Thanks for considering it. Show quoted text
> On the other hand, I am not sure I like the idea of dual methods that > behave differently when "on_error" is passed or not. It doesn't seem > obvious.
"Behave differently" is entirely up to the author of the on_error handler. More typically, an API using an error handler subroutine will look at the return code from the handler (if it does return) and use one value to signify proceeding normally with the default error handling behavior, and another value to signify short circuiting. So if I write: $sftp->rremove('testx/foo', on_error => sub { my $sftp = shift; my $obj = shift || {}; my $file = $obj->{filename} || '<unknown>'; warn "$file: " . $sftp->error . "\n"; return 1; } ); my warning will get printed, and normal error handling happens. (In this case, there is no behavior change in rremove().) While if I end that with 'return undef' it will cause the default error code in rremove() to be skipped and the method will return immediately with an error status (whatever is consistent for your API). This sort of an API is quite common. While that's most flexible, it's also OK to support a simpler form, where the user has to throw an exception to bail out. So to get the "normal" behavior I wanted from rremove(), I used: $sftp->rremove('testx/foo', on_error => sub { my $sftp = shift; my $obj = shift || {}; my $file = $obj->{filename} || '<unknown>'; die "$file: " . $sftp->error . "\n"; } ); and that indeed works: testx/foo: Couldn't stat remote link: Permission denied I would be less concerned with the potential for on_error to alter behavior and more concerned that rremove() and other aggregate functions are inconsistent from the rest of your API in that they don't return error conditions by default. Related to this, I noticed a few documentation bugs: Show quoted text
> $sftp->rremove(\@dirs, %opts)
[...] Show quoted text
> on_error => sub { ... } > This callback is called when some error is occurs. The arguments > passed are the $sftp object and the current entry (see ls docs for > more information).

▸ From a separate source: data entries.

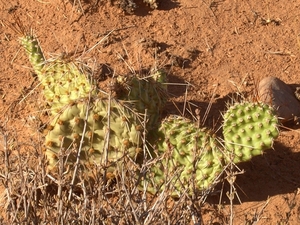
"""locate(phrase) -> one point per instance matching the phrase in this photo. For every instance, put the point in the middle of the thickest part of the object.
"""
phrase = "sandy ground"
(218, 47)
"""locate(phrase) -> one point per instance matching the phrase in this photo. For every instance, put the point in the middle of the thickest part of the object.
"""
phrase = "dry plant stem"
(107, 137)
(7, 180)
(60, 180)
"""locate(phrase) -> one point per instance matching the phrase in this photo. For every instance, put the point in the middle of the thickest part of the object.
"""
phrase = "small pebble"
(278, 94)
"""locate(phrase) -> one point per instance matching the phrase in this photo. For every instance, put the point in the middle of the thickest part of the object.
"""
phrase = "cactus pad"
(91, 122)
(62, 81)
(249, 129)
(186, 154)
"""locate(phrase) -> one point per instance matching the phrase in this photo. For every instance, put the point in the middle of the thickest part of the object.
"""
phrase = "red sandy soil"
(219, 47)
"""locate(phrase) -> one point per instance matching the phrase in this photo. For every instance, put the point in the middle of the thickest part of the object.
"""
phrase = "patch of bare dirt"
(218, 47)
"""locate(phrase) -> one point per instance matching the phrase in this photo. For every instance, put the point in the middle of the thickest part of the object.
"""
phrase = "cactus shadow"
(274, 173)
(144, 10)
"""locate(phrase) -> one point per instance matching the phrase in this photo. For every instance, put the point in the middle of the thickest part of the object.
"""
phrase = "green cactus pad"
(98, 117)
(149, 94)
(62, 81)
(65, 82)
(249, 129)
(186, 156)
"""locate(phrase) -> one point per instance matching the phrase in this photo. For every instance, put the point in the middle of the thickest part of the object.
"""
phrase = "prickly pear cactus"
(186, 156)
(62, 81)
(149, 94)
(249, 129)
(65, 82)
(95, 123)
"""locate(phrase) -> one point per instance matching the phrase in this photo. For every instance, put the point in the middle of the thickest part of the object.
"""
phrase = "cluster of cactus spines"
(147, 95)
(188, 156)
(249, 129)
(90, 121)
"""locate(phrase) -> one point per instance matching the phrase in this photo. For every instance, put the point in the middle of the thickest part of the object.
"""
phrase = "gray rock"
(278, 94)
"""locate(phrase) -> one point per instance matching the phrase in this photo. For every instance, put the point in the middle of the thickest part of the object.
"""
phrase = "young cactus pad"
(100, 119)
(186, 156)
(62, 81)
(34, 52)
(249, 129)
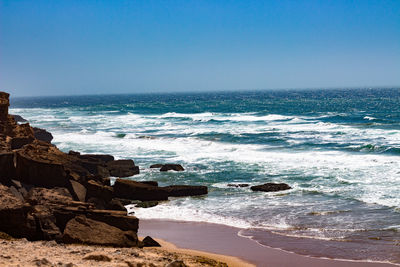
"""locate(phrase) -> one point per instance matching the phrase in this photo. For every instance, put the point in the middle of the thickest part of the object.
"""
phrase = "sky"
(105, 47)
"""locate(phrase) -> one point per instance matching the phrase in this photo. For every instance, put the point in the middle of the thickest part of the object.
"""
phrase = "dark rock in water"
(102, 157)
(173, 167)
(138, 191)
(153, 183)
(14, 215)
(270, 187)
(74, 153)
(82, 230)
(18, 142)
(125, 201)
(97, 257)
(150, 242)
(18, 118)
(118, 219)
(115, 204)
(106, 181)
(238, 185)
(146, 204)
(33, 169)
(78, 191)
(122, 168)
(7, 168)
(156, 166)
(185, 190)
(97, 190)
(42, 135)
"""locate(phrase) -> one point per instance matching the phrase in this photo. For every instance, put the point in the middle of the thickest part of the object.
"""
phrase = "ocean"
(338, 149)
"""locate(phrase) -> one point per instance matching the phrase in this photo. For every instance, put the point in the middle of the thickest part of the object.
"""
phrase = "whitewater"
(339, 150)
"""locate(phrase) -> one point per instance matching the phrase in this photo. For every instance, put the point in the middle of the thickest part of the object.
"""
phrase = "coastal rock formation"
(185, 190)
(238, 185)
(14, 214)
(173, 167)
(7, 168)
(46, 194)
(156, 166)
(150, 242)
(167, 167)
(138, 191)
(18, 118)
(270, 187)
(122, 168)
(42, 134)
(82, 230)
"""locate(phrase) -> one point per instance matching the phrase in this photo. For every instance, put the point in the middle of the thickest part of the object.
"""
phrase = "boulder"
(156, 166)
(128, 189)
(14, 215)
(173, 167)
(53, 196)
(122, 168)
(18, 142)
(118, 219)
(101, 157)
(46, 228)
(97, 257)
(150, 242)
(115, 204)
(42, 135)
(146, 204)
(33, 170)
(97, 190)
(153, 183)
(185, 190)
(82, 230)
(270, 187)
(7, 168)
(77, 190)
(18, 118)
(238, 185)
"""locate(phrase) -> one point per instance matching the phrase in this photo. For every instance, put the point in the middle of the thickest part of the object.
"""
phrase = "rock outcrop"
(173, 167)
(46, 194)
(270, 187)
(138, 191)
(185, 190)
(82, 230)
(42, 135)
(122, 168)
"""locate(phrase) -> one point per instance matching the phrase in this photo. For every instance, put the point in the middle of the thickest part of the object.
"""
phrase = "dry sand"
(21, 252)
(221, 239)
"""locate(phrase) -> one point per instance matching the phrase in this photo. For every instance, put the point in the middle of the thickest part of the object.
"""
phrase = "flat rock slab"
(185, 190)
(271, 187)
(82, 230)
(128, 189)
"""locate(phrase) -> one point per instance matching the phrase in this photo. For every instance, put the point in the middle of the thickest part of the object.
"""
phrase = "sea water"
(339, 150)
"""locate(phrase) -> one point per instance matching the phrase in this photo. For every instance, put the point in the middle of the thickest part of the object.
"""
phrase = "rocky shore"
(67, 198)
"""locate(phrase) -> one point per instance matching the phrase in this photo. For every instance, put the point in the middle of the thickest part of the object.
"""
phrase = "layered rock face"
(46, 194)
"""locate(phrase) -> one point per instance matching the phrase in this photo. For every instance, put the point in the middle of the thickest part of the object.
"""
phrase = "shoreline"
(225, 240)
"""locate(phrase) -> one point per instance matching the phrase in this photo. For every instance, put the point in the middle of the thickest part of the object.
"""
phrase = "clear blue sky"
(89, 47)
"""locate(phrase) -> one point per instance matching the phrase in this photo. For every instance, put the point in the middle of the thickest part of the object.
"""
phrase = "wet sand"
(221, 239)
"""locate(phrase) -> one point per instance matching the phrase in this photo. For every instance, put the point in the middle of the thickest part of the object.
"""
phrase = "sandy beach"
(20, 252)
(224, 240)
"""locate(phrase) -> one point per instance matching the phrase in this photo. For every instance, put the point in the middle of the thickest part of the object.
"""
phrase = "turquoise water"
(338, 149)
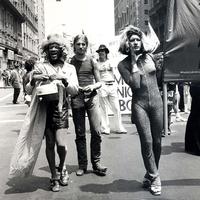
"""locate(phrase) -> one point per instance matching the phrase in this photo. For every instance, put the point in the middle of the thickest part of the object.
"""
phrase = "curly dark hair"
(29, 64)
(78, 37)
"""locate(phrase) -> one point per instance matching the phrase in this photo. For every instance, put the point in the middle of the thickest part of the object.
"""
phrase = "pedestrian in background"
(15, 81)
(108, 93)
(139, 72)
(44, 118)
(87, 101)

It appears ls() is not documented as accepting on_error. Did you mean find(), which appears to give the most details on on_error? (The docs for glob() also reference ls instead of find().) You might want to flesh out the documentation for on_error in one spot, and consistently point to it from all the others (if the API is identical). (Some methods currently have a one or two sentence definition for on_error.) The definition should also cover what is passed as the 2nd parameter (partially explained under find()), which I had to figure out from a call to Data::Dumper. The structure appears to be similar, but not identical to the structure used by ls(). (I'm not sure what value an attributes object ('a' hash key) offers in the context of a rremove() or glob() error, but I'm assuming it is there just for consistency. I see it is set to undef. If most of your methods using on_error don't need it, might be better to switch to a simple scalar.)